In 1893, the Baron’s farmland was valued at $250 per acre. He also had valuable stock, houses and lots in Decatur. His wealth at that time was estimated to be at $50,000. Baron was a firm republican and a member of the Masonic fraternity. In 1901, Baron moved from his farm to his father’s home “Cassell’s Castle” to help his father. His father died in 1904 and Baron inherited his father’s home. The house was destroyed by fire in 1915.

Baron spent the remainder of his life in Decatur, Illinois where he made a living farming and real estate. In 1905, he owned and rented out 20 houses in Decatur. Baron was a speculative builder and became well known by building houses for the purpose of sale. His wife died in 1912. Baron continued living in Decatur another 7 years. His death was caused by cander. After his death on December 7, 1919, Baron was buried in Greenwood Cemetary, Decatur, Illinois.

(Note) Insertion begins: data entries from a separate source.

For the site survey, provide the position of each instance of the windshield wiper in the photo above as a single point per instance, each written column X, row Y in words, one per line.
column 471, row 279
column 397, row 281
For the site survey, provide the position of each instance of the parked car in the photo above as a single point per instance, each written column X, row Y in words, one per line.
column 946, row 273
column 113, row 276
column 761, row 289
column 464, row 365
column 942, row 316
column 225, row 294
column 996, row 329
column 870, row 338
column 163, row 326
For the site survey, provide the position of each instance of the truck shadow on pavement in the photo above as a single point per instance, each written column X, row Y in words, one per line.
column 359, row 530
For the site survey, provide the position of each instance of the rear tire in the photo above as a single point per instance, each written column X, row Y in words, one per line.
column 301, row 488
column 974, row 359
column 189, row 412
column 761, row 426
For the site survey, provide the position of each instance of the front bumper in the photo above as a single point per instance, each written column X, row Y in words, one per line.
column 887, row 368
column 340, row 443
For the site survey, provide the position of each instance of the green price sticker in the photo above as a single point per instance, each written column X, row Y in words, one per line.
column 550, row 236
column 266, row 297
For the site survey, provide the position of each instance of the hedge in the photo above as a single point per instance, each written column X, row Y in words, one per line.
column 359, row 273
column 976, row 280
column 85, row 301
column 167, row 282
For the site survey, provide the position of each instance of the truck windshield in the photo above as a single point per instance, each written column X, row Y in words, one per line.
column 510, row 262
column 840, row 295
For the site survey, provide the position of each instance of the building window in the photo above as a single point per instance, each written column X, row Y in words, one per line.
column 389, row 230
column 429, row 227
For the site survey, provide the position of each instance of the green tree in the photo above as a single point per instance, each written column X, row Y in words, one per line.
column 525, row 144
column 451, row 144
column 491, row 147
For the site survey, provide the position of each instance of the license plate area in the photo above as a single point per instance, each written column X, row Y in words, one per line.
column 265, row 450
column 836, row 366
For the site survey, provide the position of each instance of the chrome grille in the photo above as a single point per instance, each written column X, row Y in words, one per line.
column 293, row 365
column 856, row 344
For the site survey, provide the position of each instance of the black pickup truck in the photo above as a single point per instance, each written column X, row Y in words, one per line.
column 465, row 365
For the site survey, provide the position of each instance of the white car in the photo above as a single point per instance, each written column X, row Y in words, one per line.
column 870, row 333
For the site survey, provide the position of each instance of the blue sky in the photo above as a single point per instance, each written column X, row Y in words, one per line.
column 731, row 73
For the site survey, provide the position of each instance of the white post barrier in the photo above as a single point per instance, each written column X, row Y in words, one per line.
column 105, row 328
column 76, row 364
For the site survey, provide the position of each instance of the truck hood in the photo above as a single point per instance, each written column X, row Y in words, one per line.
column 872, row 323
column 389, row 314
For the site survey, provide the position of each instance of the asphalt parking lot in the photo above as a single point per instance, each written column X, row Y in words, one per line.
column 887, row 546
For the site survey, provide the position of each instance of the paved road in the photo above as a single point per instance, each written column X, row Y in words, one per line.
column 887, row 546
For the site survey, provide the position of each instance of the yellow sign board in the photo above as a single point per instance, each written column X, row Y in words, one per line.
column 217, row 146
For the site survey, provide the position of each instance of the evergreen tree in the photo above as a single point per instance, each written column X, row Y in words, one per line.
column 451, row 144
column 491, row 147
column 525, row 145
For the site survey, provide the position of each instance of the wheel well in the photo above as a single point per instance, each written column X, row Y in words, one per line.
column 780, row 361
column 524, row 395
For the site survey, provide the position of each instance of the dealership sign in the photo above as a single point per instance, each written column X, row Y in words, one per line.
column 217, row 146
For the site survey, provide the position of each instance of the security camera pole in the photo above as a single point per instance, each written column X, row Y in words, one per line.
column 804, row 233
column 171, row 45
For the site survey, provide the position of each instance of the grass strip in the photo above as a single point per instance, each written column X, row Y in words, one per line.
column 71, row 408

Fanny Winfield Harrison Cassel (1843-1912)

Fannie Harrison was born on October 17, 1843 in Ross County, Ohio. Her father was a farmer and Fannier grew up on a farm in Ross County, Ohio. Her father was also a distant relative of President Harrison. During the early 1860’s her father passed away and her mother moved the family to Decatur, Illinois.

Fannie married Baron Hilton Cassell on March 18, 1872 and they settled on his farm in Decatur township.. Fannie and Baron had three children, Louis, Fred and Otto. In 1901, Baron and Fanny moved to his father’s home in Decatur, Illinois. Fannie continued to live there the remainder of her life. Her death was due to heart trouble. After her death on Friday afternoon, October 4, 1912, she was buried in Greenwood Cemetery in Decatur, Illinois.